The Multi-Vintage Challenge

Lesson 3 — Multi-year data integration

What Is a "Vintage"?

A vintage is one release of a dataset. OEWS publishes annually with a May reference period, so 2021.05, 2022.05, and 2023.05 are three vintages of the same dataset. Each vintage is a complete snapshot — not a diff.

The Naive Approach (and Why It Breaks)

The simplest approach: load each vintage independently. Each vintage creates its own dimension rows. OEWS 2021 creates geography key 1 for "National", OEWS 2022 creates geography key 2 for "National", OEWS 2023 creates geography key 3 for "National".

Now try to compute year-over-year change in employment for a national-level occupation.
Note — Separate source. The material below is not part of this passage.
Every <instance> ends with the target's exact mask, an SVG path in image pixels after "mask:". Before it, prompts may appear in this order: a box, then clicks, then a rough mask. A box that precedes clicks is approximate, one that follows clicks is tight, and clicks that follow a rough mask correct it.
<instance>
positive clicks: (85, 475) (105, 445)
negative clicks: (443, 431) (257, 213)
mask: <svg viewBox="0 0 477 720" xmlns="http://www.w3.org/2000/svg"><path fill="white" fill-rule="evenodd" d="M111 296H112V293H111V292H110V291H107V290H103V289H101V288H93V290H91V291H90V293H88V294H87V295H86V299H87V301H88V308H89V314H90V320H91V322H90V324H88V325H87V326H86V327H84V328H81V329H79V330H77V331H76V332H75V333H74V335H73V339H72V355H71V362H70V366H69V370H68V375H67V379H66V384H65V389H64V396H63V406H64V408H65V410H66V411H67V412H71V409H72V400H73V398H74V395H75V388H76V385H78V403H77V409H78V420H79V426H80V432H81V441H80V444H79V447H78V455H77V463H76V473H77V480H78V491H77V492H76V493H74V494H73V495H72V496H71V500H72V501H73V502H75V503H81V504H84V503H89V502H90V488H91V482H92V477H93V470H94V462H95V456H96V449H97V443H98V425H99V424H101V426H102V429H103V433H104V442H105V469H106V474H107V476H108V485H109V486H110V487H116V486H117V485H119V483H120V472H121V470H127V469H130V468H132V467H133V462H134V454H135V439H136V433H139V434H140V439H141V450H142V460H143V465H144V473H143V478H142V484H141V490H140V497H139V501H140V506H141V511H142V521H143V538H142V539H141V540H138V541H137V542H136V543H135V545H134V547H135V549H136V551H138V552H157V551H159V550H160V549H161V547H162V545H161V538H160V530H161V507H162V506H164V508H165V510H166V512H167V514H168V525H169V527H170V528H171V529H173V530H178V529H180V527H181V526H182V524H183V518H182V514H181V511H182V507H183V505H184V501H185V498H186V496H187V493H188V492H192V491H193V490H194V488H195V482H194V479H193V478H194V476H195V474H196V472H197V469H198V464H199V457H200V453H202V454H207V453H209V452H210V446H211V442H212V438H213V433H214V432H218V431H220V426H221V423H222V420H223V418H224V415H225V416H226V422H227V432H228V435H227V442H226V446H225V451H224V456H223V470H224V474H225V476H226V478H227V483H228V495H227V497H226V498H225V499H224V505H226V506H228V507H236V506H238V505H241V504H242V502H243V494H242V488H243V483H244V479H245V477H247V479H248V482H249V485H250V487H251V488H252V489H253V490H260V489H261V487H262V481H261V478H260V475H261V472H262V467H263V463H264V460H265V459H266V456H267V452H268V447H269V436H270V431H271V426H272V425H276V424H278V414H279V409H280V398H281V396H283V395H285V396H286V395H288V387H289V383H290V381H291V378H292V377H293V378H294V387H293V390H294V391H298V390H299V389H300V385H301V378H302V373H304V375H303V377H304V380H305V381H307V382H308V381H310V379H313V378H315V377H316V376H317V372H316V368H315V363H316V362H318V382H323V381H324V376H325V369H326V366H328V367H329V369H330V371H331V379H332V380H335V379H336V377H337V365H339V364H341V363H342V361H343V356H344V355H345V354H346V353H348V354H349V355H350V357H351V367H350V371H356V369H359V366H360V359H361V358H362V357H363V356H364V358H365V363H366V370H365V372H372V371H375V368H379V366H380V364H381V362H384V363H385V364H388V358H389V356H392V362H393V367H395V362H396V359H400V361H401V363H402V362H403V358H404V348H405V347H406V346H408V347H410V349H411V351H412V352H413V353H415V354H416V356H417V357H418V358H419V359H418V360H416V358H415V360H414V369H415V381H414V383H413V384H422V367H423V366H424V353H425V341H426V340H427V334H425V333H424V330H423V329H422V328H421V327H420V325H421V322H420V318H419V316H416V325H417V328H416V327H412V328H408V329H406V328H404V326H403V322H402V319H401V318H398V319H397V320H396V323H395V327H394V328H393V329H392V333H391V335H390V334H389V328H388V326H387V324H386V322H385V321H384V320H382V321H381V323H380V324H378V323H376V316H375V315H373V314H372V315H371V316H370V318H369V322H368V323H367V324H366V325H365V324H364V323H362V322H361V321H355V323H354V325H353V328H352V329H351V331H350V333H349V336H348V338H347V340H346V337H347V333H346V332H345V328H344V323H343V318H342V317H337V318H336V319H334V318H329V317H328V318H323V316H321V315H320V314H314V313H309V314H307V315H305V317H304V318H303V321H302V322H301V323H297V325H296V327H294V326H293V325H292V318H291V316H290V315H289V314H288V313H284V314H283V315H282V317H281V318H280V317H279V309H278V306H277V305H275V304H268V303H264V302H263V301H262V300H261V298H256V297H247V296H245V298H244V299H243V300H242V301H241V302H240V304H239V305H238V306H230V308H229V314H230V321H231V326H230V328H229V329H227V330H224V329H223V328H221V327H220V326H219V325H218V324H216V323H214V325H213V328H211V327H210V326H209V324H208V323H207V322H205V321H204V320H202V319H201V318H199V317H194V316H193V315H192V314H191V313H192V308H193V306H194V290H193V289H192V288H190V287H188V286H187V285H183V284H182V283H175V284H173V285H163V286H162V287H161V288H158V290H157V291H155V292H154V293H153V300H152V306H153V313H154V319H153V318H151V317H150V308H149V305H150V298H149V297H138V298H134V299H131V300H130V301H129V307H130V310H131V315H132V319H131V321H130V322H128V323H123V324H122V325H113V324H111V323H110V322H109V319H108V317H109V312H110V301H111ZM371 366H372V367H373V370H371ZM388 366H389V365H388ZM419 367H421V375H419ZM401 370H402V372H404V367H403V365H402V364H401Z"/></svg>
You need to join facts from 2021 and 2023 on geography — but they have different geography keys for the same physical area. The join produces zero rows.

The problem: Per-vintage dimension keys make cross-vintage analysis impossible because the same real-world entity gets different surrogate keys in each vintage.

The Fix: Deduplicate on Business Key

Geography doesn't change between vintages. North Carolina is still North Carolina. So the geography dimension should check for existing rows using only the business key (geo_type + geo_code), not the source release. If a matching row exists, reuse its surrogate key.

Before (broken)

WHERE geo_type = ? AND geo_code = ? AND source_release_id = ?

After (correct)

WHERE geo_type = ? AND geo_code = ?

This single change — removing source_release_id from the geography lookup — is what makes cross-vintage time-series analysis possible.

Manifest-Based Vintage Management

The source manifest (config/source_manifest.yaml) uses suffix-based naming for vintages:

- dataset_name: oews_national_2021
  dataset_url: https://www.bls.gov/oes/special-requests/oesm21nat.zip
- dataset_name: oews_national_2022
  dataset_url: https://www.bls.gov/oes/special-requests/oesm22nat.zip
- dataset_name: oews_national_2023
  dataset_url: https://www.bls.gov/oes/special-requests/oesm23nat.zip

The orchestrator pairs national + state entries by matching their suffix: oews_national_2021 pairs with oews_state_2021. This convention is simple, extensible, and easy to debug.